There are two ways that this will fail in Step 4 of mps_request_sync(). The first is when reading the Interrupt Status REG. If this Register does not show an interrupt within 5 seconds, it fails (that's a really long time). The second is when reading the DOORBELL REG. If the DOORBELL_USED bit is not set, it fails. I can't tell which one of these fails. But, because it fails your fix will just wait 2 mSecs and then retry, then it's successful (at least within 10 mSecs - 5 retries).

What I'm wondering is, does it really matter that you have a delay between mps_request_sync() calls? To me, it looks like something is messed up in FW and just doing a retry fixes it.

Now, with all of that said, I'm not sure there really is a better fix except that the delay may not need to be there.

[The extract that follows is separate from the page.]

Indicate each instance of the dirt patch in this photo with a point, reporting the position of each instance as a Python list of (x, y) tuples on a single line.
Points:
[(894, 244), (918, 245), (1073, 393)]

Having the delay there would make someone think that we're just not waiting long enough, which really is not the case and looks a little scary, meaning someone could think the driver timing for this is very fragile, when it's really not.

Sean, let me know what you think about removing the delay. If you want the delay, I would at least say to add a comment that explains the delay and retry, since none of this is really supposed to happen and I think it's some FW or HW workaround.